In honor of Women's History Month, we're highlighting history-making women of our own. Like Laura Gribbin. She was the first female programmer in her department way back when. After 33 years, she's still innovating.
Q: How long have you been involved with the New York ISO and what brought you to it?
A: I have worked at NYISO since startup in 1999, but also worked for the New York Power Pool (NYPP) since 1986.
Q: What's changed in those 33 years?
A: In the mid 1990's, I was the first female programmer in my group and the first woman on the Communications & Data Advisory Subcommittee (CDAS).
Q: Where did you go to school and what did you study?
A: I attended Elmira College, transferred to Russell Sage, and graduated with a B.S. in Computer Science from the University of Tennessee in Knoxville.

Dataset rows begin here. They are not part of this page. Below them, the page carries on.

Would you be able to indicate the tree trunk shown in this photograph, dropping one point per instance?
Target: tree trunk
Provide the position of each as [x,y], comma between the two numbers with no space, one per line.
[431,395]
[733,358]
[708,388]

Q: What job did you dream of as a kid and why?
A: I wanted to be an artist. I wanted to use my creativity to make the world more beautiful.
Q: What gives you energy in your daily life?
A: I am inspired by creative and technical people, by nature, and by family and friends. Sun and solitude also give me energy.
Q: Do you have a role model that had a profound effect on you?
A: My first supervisor, John Hickey. He knew what I was capable of before I did. He never once said "We can't."
Q: What advice do you have for aspiring leaders?
A: Be humble, have a clear vision, listen more than you speak, and be decisive.
Q: Are there certain quotes you find particularly meaningful?
A: I love two quotes:
"I learned that courage was not the absence of fear, but the triumph over it. The brave are not those who feel afraid, but those who conquer their fears." - Nelson Mandela
"Whoever saves one life, saves the world entire." - from the film Schindler's List
Q: What are you proudest of?
A: When I realize my two children have already exceeded my own accomplishments.
Q: What do you look forward to?
A: Our next Caribbean vacation and our next visit with my children and granddaughters.
Q: What lesson is among the most valuable you ever learned?
A: Bad luck and bad judgement always go hand in hand!